In 'Huge Win' for Immigrant Rights, Trump Administration Ordered to End Indefinite Detention of Asylum Seekers

Under Trump, at least five ICE offices have almost entirely stopped granting parole to refugees

Julia Conley

Immigrant rights advocates on Tuesday applauded a federal judge's ruling that the Trump administration cannot detain asylum seekers who are awaiting immigration hearings—a practice that breaks the government's own policies as well as international law.

The ACLU filed a lawsuit earlier this year on behalf of a number of asylum seekers who had been denied parole after passing a "credible fear" interview with immigration authorities.

In the past, refugees seeking asylum in the U.S. have been required to prove to officials that they have a credible fear of returning to their home country due to political unrest, violence, or persecution.
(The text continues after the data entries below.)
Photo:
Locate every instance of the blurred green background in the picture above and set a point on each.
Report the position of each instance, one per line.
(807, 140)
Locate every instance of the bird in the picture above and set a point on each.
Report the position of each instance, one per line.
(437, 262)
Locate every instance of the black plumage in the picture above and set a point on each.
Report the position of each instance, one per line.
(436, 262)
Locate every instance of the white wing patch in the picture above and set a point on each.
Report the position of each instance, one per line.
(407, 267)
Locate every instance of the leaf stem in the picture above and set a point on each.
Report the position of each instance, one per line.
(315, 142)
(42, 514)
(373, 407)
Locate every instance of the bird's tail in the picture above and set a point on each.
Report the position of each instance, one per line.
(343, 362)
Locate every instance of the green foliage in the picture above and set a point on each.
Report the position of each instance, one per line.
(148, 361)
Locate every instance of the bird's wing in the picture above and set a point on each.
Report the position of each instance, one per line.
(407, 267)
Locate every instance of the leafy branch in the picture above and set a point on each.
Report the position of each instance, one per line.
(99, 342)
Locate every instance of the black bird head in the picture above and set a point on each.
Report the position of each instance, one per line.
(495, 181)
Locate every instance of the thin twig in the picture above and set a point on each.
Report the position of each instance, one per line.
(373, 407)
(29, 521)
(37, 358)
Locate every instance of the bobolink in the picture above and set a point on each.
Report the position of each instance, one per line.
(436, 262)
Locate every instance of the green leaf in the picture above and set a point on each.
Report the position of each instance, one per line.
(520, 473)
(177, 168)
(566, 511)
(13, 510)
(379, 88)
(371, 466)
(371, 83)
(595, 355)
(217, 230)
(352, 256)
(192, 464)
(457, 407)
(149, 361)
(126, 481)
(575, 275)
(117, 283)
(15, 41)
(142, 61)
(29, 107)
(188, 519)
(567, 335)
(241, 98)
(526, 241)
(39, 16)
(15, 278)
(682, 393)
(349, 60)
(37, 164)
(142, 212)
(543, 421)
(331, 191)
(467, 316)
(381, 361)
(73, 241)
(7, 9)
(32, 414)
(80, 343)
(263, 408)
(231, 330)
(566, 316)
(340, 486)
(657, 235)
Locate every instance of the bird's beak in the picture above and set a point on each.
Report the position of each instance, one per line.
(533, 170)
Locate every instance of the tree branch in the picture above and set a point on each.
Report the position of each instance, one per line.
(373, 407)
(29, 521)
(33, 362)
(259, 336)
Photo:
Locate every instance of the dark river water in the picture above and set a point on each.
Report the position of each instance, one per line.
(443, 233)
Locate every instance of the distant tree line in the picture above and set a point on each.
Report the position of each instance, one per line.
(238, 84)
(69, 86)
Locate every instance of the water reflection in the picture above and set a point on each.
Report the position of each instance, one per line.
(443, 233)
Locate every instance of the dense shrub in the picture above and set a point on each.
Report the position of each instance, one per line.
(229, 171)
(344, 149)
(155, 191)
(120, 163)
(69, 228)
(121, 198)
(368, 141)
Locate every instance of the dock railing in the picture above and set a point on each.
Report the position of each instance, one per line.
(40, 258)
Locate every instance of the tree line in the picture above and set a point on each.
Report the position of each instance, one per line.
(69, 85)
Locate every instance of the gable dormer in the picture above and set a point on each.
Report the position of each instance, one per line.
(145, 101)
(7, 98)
After doing so most asylum seekers have been released from Immigration and Customs Enforcement (ICE) custody while they await an immigration hearing, unless they are considered a "flight risk" or a danger to the public.

The ACLU targeted five ICE offices across the country which had blatantly flouted this precedent.

"We had a clear record, as the court noted, showing that in these five ICE field offices there really was a very clear pattern in what previously resulted in release of asylum seekers at a rate of 90 percent based on individualized consideration really dwindled down to near zero," Cecillia Wang, the ACLU's deputy legal director, told NPR.

"This opinion does no more than hold the government accountable to its own policy, which recently has been honored more in the breach than the observance," wrote U.S. District Judge James Boasberg. "Having extended the safeguards of the parole directive to asylum seekers, ICE must now ensure that such protections are realized."

As Juan Cole wrote earlier this month, the Trump administration's indefinite detention of people exercising their legal right to seek asylum violated not only U.S. law but also the 1967 Protocol to the United Nations' 1951 Convention on the Treatment of Refugees.

Although the administration, Cole wrote, "keeps maintaining in public that refugees will have their applications for asylum processed if they present them at a regular border crossing, the evidence is that such applications are being summarily dismissed by immigration officials, who are not permitting asylum seekers access to counsel or judges (this procedure is illegal). As for his policy of arresting undocumented immigrants into the United States for the misdemeanor of crossing the border even where they are asylum seekers from political persecution, this is a violation of international and of U.S. domestic law."

The youth-led immigrant rights group United We Dream celebrated the ACLU's victory while noting that the Trump administration's continued abuse of immigrants must end entirely.